Games from the sites Stake.com, Rollbit.com, Duelbits.com and Roobet.com are explicitly prohibited, according to these new rules. These spare sports betting, fantasy sports and poker, however.

“I'm super glad the pressure on Twitch worked. […] Although there are still some elements of gamblingwho are not yet banned, this is a step in the right direction and a win for all. ”

— Enneric Chabot

Approached by Radio-Canada, the Twitch platform, the instavideographer xQc and Drake's record label, Republic Records, did not give following interview and comment requests.

The Stake platform, for its part, indicated that it is making great efforts to ensure that campaigns do not do not target minors.

Stake.com collects player information, including date of birth, before users can make deposits.
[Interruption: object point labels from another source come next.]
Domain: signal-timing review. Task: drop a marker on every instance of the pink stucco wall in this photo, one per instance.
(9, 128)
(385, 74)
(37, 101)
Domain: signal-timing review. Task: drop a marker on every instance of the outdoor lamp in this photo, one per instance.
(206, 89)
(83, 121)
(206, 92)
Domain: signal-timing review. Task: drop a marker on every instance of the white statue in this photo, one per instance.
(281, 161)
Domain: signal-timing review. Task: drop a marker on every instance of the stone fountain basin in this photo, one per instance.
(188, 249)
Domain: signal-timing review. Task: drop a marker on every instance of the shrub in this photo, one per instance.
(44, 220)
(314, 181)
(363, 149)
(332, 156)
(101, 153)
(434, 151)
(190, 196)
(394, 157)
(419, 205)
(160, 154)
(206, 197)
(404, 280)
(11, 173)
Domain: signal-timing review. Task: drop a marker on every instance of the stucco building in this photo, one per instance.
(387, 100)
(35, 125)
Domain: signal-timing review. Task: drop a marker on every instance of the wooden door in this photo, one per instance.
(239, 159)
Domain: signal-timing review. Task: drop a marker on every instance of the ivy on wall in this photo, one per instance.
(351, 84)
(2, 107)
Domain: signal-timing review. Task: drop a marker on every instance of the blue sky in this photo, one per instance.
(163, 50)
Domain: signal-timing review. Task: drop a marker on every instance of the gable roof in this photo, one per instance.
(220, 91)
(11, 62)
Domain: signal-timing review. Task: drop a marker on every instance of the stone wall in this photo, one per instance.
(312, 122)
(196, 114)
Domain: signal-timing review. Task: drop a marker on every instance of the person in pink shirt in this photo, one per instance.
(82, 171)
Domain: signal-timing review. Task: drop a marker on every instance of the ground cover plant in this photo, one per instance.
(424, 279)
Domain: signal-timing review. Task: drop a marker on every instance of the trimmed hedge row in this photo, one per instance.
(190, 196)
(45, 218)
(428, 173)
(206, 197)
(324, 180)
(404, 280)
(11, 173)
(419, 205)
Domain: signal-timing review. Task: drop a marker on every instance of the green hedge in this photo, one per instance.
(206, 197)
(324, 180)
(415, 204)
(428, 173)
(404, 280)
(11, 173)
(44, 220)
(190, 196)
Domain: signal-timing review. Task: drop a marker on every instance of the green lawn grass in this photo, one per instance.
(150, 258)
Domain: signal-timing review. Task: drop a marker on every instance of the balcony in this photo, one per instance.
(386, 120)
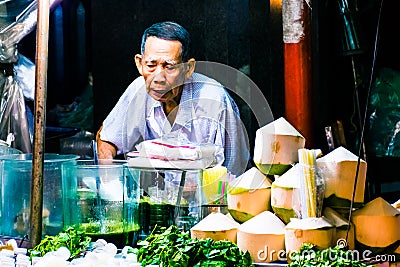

It also conducts additional checks at various times to ensure compliance and protect minors, a spokesperson for the company, based in Curacao, in the Caribbean, replied by email.

For his part, Enneric Chabot is slowly recovering from his bankruptcy. He made payment arrangements with the bank and sought support. He avoids the Twitch platform as best he can, an endeavor he describes as difficult, having been on it for almost 10 years now.

Although we don&#x27 ;I don't know all the details yet, but Twitch's new policy heralds better days for Enneric Chabot, who would like instavideasts to focus more of their energy on raising awareness of gambling issues rather than promoting them.